Primal Forms by Shackleton & ZimpelRelease date: August 1, 2020
Label: Cosmo Rhythmatic
This is one of those collaborations you didn’t see coming but know immediately is going to be a winner. Primal Forms is in some ways a meeting of the ideas on their respective last records, a coming together to continue the journey. Sam Shackleton has wandered a long way from the dank post dubstep that made his name, last year’s album as Tunes Of Negation cast a wide net into the musical sea to pull up something drifting and hallucinatory. Meanwhile describing Wacław Zimpel as a jazz clarinetist, though technically true, evokes unwelcome images of Acker Bilk in a shiny waistcoat which are at a distant remove from the exploratory multi-instrumentalism of his remarkable Massive Oscillations album. Over three long tracks, their shared fascination for minimalism and spiritual musical traditions as well as avant jazz and electronics finds them heading out together into Jon Hasell’s fourth world.
The title Primal Forms suggests something irreducible, even basic, but this is music as a primordial ooze, fundamental elements stirred into a bubbling soup of possibilities. The cover image is a close up of some kind of mould, vivid green cultures spreading towards each other, growing and mutating. But it’s easy enough to shift perspective and imagine it as aerial photography from high above the earth. That kind of micro/macro cosmic spirituality vibe flows through it, they’re apparently aiming at a new form of ritual trance music. It’s not locked into heavily rhythmic repetition but constantly changing and recombining. The music doesn’t fidget but it never sits still.
The lengthy title track sets out on a pulsing bass drone and loose but resonant percussion. Zimpel’s clarinet spirals over it like multiple voices in flight. It reminds me of Material, then about six minutes in the image shifts to something closer to Kraftwerk heading out of the train station. Bright and hopeful as we roll along the hissing of brakes announces our arrival at somewhere colder and more mournful. The cliché of the musical journey may be well worn but here it’s just about unavoidable. It ends, or pauses, as wriggling electronics wear themselves out. The track break makes sense but really the music flows on into ‘Primal Drones’. Ten minutes worth of overlapping organ tones and Zimpel’s violin weaving slowly back and forth across it self, it moves from a calm first half into something surprisingly frenzied.

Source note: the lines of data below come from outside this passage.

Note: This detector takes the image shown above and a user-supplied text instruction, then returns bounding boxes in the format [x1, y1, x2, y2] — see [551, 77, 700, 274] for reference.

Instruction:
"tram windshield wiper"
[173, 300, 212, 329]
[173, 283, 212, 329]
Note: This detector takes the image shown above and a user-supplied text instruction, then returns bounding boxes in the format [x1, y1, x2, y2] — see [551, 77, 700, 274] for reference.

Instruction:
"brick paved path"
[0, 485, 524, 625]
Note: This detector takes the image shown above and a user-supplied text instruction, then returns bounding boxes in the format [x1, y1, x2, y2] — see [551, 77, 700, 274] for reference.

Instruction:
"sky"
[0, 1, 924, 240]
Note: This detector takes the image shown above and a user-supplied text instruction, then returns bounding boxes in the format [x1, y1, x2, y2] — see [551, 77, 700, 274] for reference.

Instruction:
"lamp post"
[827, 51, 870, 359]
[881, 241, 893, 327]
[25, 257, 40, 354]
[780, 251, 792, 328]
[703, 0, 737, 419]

‘Ruined Future’ starts with appropriately dystopian dread, unmoored notes echoing across the space, dark drones and a thin organ line snaking through. About half way through, triggered by some lively Reichian percussion, I almost expect an avuncular travel narration to come in. Perhaps our guide might describe elements of our ruined futures, helpfully pointing out key details with his pipe. I recognise the voice I’m aurally hallucinating. I have to look him up but it’s Winston Hibler whose narration graced those weird Disney nature films from the 50’s and the original It’s A Small World album.
I wouldn’t ordinarily mention such a flight of idle fancy were it not for the telling contrast with Shackleton’s sampling of ‘Dark and Lonely Water’ on ‘The Branch Is Weak’ way back in his Skull Disco days. A public safety film of particular deep menace ‘Dark and Lonely Water’ featured a chilling narration from Donald Pleasance and has enjoyed a remarkable cultural afterlife on account of having scared an entire generation out of their young wits. It was a perfect match for the murky dread of his sound at the time. That my mind dialed up something so open hearted and wholesome speaks to the universal and healing spirit of this music. They probably won’t thank my subconscious for pulling out such a kitsch and mannered reference point, but the poor thing is exhausted and has to work with what it finds laying around.
Initially a little slippery and imposing, on repeat listens Primal Forms reveals itself to be welcoming and sonically rich. Two artists different approaches combining naturally into something organic and multilayered. I recommend it and hope they see fit to revisit this collaboration in future.